Стало обычным делом, когда молодая мама отказывается от своего родившегося ребёнка, а у спившихся родителей дети становятся беспризорными преступниками и малолетними проститутками. Наверное, нечто подобное случалось и у нас, но то, что это было исключение, а не правило, как сегодня я убеждён. Уверен, что меня в этом поддержат мои сверстники. У нас просто не было питательной среды для такого общественного уродства ни в семье, ни в обществе, ни в проводимой государством политике.
Я не хочу огульно винить в этом всю сегодняшнюю молодёжь. Но отговориться русской поговоркой: «В семье не без урода» в сложившейся ситуации в этой сфере межличностных отношений, превратившейся в общественную проблему, не получается. Уж слишком деформировались за какие-то два десятка лет современная семья и современное общество, допустившие это уродство.
Было бы не честным не признать, что в немалой степени в этом виноваты и мы, представители старших поколений, включая наших детей не передавшие вековой опыт наших предков и наш опыт в области родственных отношений.
Общество, допустившее эту деградацию, не имеет перспективы нормального развития без восстановления в своей среде уважительного отношения к старикам и заботы о достойном обеспечении их старости.
Особую ответственность несут государственные институты власти, которые не сумели сохранить положительный опыт формирования государственной политики в социальной сфере. Этот опыт обеспечивал социальную защиту населения и достойную жизнь своих граждан, достигших пенсионного возраста. Почему он оказался невостребованным – разговор впереди.
Начало шестидесятых годов нельзя назвать периодом благополучия. В тоже время утверждать, что мы ощущали большую нужду, и не позволяли себе жить жизнью свойственной нашему возрасту и духовным потребностям, я не могу. Мы старались жить экономно, но могли себе позволить ходить в театры, на концерты, в клубы на танцы, вращаться в кругу старых и новых друзей и знакомых. Казалось, ни что не угрожало нашему благополучию. Наша информированность о происходящем вокруг нас строго дозировалась на уровне, определяемом действующей политической системой, о чём мы как-то не задумывались, так как были частью этой системы. О тех, кто думал иначе мы или ни чего не знали, или знали то, что нам предписывалось знать, когда системе надо было разыграть очередной политический спектакль.

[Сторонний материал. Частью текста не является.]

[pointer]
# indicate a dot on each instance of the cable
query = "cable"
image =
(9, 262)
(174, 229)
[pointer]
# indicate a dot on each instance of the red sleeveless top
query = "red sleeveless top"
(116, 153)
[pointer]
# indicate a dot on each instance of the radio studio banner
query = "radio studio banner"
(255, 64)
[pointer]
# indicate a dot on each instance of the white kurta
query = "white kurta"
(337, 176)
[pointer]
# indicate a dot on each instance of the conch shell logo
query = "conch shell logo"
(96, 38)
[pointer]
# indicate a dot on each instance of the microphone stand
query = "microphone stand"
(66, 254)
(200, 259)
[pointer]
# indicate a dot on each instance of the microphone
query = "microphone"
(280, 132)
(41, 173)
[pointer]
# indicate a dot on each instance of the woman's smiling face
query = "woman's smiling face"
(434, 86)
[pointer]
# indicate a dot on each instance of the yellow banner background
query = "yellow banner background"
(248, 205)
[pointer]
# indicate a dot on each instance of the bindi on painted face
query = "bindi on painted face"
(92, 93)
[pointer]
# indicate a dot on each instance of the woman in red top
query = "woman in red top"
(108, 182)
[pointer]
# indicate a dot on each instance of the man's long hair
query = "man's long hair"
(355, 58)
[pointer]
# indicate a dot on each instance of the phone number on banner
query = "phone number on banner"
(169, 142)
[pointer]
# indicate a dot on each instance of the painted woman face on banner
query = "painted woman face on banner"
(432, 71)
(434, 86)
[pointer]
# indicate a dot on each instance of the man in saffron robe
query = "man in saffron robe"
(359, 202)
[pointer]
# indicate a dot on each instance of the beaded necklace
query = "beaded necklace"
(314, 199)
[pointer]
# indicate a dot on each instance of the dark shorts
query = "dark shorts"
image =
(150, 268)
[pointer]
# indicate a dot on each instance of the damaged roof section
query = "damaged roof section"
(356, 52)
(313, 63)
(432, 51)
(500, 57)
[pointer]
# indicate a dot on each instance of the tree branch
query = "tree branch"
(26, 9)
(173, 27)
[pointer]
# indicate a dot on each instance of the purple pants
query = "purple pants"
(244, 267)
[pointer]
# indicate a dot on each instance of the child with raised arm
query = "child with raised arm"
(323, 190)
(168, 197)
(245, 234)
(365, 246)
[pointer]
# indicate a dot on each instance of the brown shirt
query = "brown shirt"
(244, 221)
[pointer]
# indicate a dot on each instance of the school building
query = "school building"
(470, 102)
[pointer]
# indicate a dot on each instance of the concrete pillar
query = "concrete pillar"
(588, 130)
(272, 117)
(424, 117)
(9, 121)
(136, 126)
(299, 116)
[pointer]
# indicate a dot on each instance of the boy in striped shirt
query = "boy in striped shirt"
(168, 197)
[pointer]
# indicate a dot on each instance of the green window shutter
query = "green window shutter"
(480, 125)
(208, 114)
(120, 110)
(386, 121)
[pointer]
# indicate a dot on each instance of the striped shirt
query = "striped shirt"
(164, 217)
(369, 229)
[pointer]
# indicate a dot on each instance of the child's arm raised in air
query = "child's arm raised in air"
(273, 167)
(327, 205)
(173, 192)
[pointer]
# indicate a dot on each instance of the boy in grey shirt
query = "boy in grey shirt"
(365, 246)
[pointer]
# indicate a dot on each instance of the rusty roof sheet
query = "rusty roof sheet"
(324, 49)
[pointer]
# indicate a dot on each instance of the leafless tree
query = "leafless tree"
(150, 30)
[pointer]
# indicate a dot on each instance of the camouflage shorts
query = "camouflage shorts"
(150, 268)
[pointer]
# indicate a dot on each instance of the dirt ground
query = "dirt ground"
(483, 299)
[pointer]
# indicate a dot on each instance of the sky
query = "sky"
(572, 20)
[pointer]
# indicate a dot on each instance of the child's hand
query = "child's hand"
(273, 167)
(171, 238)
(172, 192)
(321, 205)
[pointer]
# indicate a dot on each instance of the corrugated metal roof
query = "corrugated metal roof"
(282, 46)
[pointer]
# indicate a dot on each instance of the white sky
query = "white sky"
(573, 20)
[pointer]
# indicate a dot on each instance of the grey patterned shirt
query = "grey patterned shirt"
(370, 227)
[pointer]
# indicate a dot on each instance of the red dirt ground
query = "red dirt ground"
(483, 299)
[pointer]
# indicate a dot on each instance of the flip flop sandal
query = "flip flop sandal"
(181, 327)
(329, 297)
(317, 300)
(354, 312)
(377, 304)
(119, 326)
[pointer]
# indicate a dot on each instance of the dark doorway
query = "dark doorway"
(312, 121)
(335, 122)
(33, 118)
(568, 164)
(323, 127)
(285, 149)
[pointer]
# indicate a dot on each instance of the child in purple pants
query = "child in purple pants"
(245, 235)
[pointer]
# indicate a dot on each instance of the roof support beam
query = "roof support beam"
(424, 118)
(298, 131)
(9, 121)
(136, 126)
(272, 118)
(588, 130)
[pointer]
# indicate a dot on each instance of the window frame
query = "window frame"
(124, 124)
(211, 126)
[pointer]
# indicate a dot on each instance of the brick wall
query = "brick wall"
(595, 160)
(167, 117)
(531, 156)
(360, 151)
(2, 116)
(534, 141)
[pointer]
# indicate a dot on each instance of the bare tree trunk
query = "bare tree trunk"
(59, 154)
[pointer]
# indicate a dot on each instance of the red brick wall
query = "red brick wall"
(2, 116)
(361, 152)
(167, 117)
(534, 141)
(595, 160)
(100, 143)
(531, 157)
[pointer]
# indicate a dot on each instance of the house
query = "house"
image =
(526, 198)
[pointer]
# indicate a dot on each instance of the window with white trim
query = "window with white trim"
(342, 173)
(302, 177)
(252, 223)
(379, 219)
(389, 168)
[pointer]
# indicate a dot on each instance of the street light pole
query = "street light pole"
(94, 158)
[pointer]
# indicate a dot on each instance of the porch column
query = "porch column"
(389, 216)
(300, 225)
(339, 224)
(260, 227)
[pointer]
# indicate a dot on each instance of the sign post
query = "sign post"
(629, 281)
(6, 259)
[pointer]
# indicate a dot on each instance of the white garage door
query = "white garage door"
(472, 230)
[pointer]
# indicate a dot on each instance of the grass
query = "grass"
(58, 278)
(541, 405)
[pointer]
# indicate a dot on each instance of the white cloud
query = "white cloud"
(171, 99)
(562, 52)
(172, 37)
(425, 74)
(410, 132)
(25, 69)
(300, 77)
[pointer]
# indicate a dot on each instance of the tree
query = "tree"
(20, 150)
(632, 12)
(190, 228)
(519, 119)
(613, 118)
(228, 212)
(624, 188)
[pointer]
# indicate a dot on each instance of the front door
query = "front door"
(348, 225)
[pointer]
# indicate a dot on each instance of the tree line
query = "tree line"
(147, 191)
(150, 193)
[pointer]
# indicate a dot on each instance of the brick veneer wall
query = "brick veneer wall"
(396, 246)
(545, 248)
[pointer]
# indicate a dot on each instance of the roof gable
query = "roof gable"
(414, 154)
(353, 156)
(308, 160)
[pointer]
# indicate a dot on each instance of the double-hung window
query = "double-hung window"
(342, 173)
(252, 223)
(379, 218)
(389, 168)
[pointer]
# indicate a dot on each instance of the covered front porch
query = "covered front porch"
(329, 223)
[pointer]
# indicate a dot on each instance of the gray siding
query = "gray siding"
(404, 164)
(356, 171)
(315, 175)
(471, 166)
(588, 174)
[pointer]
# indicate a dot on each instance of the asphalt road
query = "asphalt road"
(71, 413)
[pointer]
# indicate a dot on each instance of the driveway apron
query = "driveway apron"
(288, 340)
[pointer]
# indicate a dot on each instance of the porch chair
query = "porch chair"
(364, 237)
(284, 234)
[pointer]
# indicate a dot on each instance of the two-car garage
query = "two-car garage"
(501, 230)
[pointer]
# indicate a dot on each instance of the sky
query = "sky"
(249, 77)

Тогда мы узнавали об очередном «диссиденте», «враге народа» или «предателе интересов советского народа» и дружно публично клеймили их позором.

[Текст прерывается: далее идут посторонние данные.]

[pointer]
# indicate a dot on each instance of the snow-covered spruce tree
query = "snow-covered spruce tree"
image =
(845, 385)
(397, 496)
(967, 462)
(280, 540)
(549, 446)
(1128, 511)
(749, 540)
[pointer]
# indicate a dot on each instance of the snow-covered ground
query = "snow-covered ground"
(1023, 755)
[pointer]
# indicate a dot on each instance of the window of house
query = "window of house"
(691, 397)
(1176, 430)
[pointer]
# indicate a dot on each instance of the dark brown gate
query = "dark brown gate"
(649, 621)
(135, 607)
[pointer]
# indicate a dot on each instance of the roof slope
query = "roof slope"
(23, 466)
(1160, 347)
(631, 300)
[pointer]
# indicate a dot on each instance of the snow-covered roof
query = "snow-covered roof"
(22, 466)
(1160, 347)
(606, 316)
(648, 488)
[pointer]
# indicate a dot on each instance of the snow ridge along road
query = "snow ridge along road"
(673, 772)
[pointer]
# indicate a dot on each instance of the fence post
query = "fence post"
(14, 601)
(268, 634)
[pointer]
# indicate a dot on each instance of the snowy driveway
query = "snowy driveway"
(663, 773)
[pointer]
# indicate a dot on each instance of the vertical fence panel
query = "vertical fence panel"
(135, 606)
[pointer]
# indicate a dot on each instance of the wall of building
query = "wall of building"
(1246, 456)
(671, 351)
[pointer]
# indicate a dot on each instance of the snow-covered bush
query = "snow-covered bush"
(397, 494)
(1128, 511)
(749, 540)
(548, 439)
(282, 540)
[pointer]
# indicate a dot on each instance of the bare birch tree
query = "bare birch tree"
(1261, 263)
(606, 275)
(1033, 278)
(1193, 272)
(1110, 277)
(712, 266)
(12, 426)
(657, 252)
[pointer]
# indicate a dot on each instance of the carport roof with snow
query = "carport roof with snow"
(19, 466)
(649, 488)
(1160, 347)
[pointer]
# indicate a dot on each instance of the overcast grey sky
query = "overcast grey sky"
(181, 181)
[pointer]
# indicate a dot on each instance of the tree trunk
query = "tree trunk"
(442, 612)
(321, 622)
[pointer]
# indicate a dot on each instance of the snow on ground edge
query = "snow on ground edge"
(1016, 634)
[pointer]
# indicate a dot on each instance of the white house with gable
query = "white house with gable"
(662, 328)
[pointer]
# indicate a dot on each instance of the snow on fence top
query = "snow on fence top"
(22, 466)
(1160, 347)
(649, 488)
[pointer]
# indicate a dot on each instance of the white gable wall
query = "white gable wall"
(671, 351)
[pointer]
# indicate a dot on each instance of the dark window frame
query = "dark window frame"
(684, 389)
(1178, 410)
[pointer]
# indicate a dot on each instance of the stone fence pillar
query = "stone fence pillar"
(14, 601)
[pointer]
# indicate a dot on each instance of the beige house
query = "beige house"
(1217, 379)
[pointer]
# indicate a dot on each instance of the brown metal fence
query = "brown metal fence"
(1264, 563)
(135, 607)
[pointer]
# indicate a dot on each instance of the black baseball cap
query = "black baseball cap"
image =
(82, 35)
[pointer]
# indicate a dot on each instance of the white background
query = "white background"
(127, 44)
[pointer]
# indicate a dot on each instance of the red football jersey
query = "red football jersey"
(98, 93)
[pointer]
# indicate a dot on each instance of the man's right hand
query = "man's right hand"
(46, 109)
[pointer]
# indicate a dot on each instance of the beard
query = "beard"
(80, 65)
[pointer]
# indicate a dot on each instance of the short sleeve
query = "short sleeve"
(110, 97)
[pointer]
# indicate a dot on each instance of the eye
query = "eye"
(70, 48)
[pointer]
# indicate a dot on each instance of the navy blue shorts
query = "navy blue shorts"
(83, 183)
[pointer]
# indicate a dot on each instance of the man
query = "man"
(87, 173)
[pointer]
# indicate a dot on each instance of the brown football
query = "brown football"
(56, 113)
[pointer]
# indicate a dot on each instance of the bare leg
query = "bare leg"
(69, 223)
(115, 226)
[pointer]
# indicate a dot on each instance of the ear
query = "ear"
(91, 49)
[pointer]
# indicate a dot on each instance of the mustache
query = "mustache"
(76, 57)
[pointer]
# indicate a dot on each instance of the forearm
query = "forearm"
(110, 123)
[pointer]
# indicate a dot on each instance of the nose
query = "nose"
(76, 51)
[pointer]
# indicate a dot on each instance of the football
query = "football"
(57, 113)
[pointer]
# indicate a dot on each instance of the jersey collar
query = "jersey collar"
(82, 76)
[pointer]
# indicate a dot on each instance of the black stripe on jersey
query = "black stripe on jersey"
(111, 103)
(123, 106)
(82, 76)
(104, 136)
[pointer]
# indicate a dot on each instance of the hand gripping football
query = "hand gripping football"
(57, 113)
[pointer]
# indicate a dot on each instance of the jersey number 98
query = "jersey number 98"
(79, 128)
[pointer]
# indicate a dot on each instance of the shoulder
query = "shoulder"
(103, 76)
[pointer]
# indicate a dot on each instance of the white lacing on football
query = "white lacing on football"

Мы считали, что установившемуся в стране в начале шестидесятых годов порядку, несмотря на съезд КПСС, разоблачивший культ личности Сталина, серьёзно ни что не угрожало, а появившиеся первые ростки демократизации общества, мы воспринимали как приближающее наступление «светлого будущего».

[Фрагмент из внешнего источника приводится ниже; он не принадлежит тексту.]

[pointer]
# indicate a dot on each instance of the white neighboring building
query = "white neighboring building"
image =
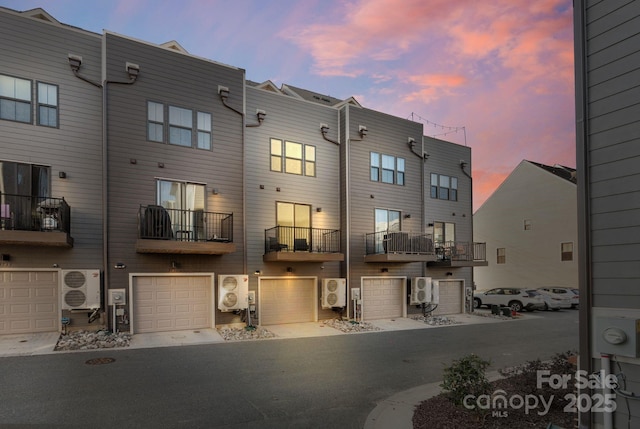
(530, 226)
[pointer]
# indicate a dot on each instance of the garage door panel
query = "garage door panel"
(451, 294)
(288, 301)
(383, 298)
(168, 303)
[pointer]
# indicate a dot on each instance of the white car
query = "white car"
(567, 292)
(516, 298)
(552, 301)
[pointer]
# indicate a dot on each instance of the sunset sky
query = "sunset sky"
(502, 69)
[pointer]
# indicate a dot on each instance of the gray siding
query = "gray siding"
(298, 121)
(37, 50)
(180, 80)
(386, 135)
(614, 111)
(608, 137)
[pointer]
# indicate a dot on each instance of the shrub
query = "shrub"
(466, 376)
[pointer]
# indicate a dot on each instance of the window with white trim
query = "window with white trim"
(47, 105)
(293, 158)
(15, 99)
(444, 187)
(386, 169)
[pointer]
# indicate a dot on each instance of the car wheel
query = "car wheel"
(516, 306)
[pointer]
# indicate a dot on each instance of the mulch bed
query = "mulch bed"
(441, 413)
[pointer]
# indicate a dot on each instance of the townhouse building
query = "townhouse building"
(192, 194)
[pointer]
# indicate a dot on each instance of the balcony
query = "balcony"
(35, 221)
(397, 246)
(296, 244)
(162, 230)
(460, 254)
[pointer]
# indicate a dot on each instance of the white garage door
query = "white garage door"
(288, 301)
(383, 298)
(171, 303)
(28, 302)
(450, 297)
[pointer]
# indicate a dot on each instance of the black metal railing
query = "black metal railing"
(301, 239)
(398, 242)
(160, 223)
(32, 213)
(461, 251)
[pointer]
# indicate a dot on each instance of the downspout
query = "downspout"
(223, 92)
(75, 62)
(582, 165)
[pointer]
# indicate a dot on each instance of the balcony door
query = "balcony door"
(184, 202)
(22, 188)
(386, 221)
(294, 221)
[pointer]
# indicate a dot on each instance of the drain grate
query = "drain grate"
(100, 361)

У правящей элиты была прочная база, крепкие тылы, взращивалась надёжная смена, обеспечивающая преемственность поколений. Этой сменой считались мы, поколения конца тридцатых, начала сороковых годов, воспитанные на большевистской идеологии, слепо преданные внушённым нам с детства идеалам и наказам наших отцов, положивших на алтарь, в том числе и ради торжества этих идеалов, свои жизни.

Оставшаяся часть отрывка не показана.